Avevo sentito parlare della Provenza ma non ero mai riuscita a tradurla in termini di itinerario. Ho sempre sognato, nella mia wishlist infinita, di camminare fra i campi di lavanda, grazie per gli ottimi spunti.
per la lavanda meglio se fai la zona di Valensole da metà giugno a metà luglio, un tripudio di colore e profumo
Che Bella la Provenza. Volevo andarci per vedere i campi di lavanda in fiore ma ormai è tardi. Chissà…magari l’anno prossimo.
eh si, ormai è terdi per la lavanda in fiore. Il periodo migliore è da fine giugno a fine luglio; se vuoi puoi leggere l’articolo dedicato proprio alla lavanda
https://iviaggidellanto.com/provenza-lavanda-in-fiore-a-giugno/
Ciao! Sono capitata per caso sul tuo articolo, sto organizzando (Covid permettendo…) un viaggio in Provenza, dopo anni e anni che sogno di andarci! Ovviamente non é il periodo migliore per organizzare un viaggio, ma é anche bello sognare un pò e viaggiare con la mente! 🙂
Hai toccato tanti villaggi dove ho sempre sognato di andare, salvo quindi il tuo itinerario e prenderò sicuramente spunto. Per cui ti ringrazio 🙂
Mi permetto di chiederti un’info in merito alla tempistica. Credi che una settimana sia sufficiente per visitare le varie tappe, tralasciandone eventualmente una (l’unica che non avevo previsto sarebbe Lourmarin) ?

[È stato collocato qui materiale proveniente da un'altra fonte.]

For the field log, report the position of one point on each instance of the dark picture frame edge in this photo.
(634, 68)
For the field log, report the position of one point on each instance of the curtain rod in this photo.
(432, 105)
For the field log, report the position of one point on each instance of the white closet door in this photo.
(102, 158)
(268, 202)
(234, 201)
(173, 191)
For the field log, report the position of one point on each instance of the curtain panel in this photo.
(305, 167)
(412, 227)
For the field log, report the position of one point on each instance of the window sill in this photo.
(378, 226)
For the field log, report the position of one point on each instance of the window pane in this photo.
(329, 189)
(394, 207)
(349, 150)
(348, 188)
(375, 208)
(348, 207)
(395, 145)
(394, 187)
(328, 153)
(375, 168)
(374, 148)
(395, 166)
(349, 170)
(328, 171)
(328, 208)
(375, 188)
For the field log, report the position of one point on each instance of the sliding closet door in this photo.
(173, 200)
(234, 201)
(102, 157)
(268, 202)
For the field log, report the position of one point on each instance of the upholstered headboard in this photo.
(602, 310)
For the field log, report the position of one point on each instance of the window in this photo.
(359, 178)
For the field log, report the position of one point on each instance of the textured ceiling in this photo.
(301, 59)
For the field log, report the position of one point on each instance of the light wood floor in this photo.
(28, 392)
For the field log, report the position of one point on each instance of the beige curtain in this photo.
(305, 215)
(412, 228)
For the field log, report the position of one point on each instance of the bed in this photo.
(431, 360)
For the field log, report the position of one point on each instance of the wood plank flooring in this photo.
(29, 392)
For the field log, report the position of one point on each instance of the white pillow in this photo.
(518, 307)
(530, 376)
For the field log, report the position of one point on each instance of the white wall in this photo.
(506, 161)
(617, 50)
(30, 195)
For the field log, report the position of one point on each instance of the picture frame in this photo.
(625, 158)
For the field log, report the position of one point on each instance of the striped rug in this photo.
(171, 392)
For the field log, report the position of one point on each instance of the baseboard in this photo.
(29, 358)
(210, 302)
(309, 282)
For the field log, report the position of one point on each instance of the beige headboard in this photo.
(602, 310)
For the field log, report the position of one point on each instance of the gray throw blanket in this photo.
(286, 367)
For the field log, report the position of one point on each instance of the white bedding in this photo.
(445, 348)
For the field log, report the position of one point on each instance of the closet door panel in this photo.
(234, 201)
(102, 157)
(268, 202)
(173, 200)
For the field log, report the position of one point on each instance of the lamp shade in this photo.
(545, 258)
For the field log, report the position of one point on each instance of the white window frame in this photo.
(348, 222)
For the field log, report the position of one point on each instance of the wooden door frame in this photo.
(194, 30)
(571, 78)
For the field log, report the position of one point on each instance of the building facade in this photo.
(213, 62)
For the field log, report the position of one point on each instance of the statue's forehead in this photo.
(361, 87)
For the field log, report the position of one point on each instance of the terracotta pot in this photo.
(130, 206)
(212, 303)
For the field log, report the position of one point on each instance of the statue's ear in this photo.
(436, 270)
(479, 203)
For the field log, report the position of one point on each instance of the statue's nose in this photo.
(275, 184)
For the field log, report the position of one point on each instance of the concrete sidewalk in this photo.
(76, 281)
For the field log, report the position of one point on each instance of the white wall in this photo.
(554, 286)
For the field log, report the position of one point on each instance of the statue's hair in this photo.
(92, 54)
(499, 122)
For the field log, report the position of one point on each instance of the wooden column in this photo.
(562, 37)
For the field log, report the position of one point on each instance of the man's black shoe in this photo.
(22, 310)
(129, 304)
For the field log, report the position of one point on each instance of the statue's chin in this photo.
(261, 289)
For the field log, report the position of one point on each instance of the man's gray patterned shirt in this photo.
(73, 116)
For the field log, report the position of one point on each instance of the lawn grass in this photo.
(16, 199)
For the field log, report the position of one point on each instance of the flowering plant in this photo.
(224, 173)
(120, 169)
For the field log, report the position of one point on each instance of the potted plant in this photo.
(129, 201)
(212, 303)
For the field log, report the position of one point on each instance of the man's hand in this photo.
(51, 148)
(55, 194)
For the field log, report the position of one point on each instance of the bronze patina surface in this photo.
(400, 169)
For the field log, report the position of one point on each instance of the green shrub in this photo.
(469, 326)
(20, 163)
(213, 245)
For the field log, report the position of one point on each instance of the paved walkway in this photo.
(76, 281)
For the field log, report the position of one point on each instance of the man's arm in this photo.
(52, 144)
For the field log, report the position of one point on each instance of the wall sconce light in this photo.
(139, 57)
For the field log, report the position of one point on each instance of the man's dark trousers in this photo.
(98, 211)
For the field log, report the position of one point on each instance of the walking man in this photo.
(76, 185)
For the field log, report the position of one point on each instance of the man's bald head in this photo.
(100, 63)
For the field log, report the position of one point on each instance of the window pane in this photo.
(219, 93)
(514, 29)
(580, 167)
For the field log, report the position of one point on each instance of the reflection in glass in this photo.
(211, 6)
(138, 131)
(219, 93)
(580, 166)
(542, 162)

Ti ringrazio ancora per il tuo racconto di viaggio! Ti auguro una buona continuazione e chissà forse presto ancora un’escursione tra i colori e profumi della Provenza! Ciao ciao!
grazie! sicuramente una settimana è sufficiente per il Luberon e… ci starà anche la tappa a Lourmarin che è bellissima. Ti ho mandato una mail comunque.